Law Innovations (Philippines)

Updates in Philippine law, upgrades for the Filipino lawyer

How UP Diliman Implemented Its Own Automated Voting System

Posted by Oli Reyes on February 18, 2010

(Note: Atty. Ferdinand Rafanan, Director of the COMELEC Law Department, has accepted the invitation of Law Innovations to speak on the 2010 automated national elections at its first MCLE Series (36-hours full credit) scheduled for 11, 12, 18 & 19 March 2010. E-mail law.innovations@gmail.com for more details)

As the Philippines prepares for its first automated national elections in May 2010, we may as well look to the University of the Philippines-Diliman, which has implemented automated voting for all its local student university-wide elections since 2009. While the framework of the U.P. Diliman voting system (dubbed “Halalan”) requires no paper ballots and is thus radically different from that which will be utilized in our own national polls, it may be a source of inspiration and future lessons as our country adjusts to the prospect of an automated electoral future.

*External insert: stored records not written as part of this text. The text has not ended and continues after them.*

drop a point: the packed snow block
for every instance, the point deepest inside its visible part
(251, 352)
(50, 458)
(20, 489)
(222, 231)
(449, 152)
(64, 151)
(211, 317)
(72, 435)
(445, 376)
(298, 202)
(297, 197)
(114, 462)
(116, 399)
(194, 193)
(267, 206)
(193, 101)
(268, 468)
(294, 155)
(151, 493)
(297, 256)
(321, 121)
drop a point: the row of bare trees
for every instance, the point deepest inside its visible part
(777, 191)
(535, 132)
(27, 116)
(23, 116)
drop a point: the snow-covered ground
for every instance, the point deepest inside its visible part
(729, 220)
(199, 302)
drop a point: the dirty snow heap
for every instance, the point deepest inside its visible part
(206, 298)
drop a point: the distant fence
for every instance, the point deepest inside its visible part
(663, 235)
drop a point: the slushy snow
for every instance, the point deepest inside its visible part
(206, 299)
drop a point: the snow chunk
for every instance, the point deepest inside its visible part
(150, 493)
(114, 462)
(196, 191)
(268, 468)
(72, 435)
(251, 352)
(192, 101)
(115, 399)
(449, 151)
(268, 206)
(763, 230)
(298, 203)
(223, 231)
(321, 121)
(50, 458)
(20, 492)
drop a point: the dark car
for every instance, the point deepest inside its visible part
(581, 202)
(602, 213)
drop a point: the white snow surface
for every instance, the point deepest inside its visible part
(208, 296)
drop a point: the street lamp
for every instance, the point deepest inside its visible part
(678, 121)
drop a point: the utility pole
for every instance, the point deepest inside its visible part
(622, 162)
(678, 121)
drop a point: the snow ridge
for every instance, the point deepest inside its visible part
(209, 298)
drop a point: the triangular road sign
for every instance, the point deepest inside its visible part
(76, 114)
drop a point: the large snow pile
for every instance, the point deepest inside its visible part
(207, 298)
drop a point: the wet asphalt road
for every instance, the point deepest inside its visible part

With the assistance of U.P. College of Law Secretary Solomon Lumba, I was able to interview the current Project Manager of Halalan, Rystraum Gamonez, a second year Computer Science student at the U.P. College of Engineering. Rystraum explained that Halalan was developed after members of his campus organization, the UP Linux Users Group (UnPLUG), were watching a typically prolonged tabulation of paper ballots for the University Student Council election, wondering whether an automated voting system for the campus was possible. They scoured the Internet for available election software for their purposes, only to find none. To their credit, they decided then to develop one themselves, and the software they developed was used, first in local College of Engineering elections, then by three other colleges in their own local council elections, before it was finally adopted by the entire university for the student council elections of 2009. The efforts of the developers of Halalan have hardly remained anonymous. For developing the Halalan software, UnPLUG won an award during the 2006 Software Freedom Day, a worldwide celebration of Free and Open Source Software initiated by Software Freedom International and co-sponsored then by IBM. The prize — an IBM Power5 server which is currently used as the central server for Halalan. The team of developers who invented Halalan: Waldemar Bautista, Ralph Justin Arce, John Michael Bitanga, Vanessa Rose Castro, Wigi Vei Oliveros, Antonio Mari San Miguel, DJ Sison, Carlo Santos and Orly Tarun.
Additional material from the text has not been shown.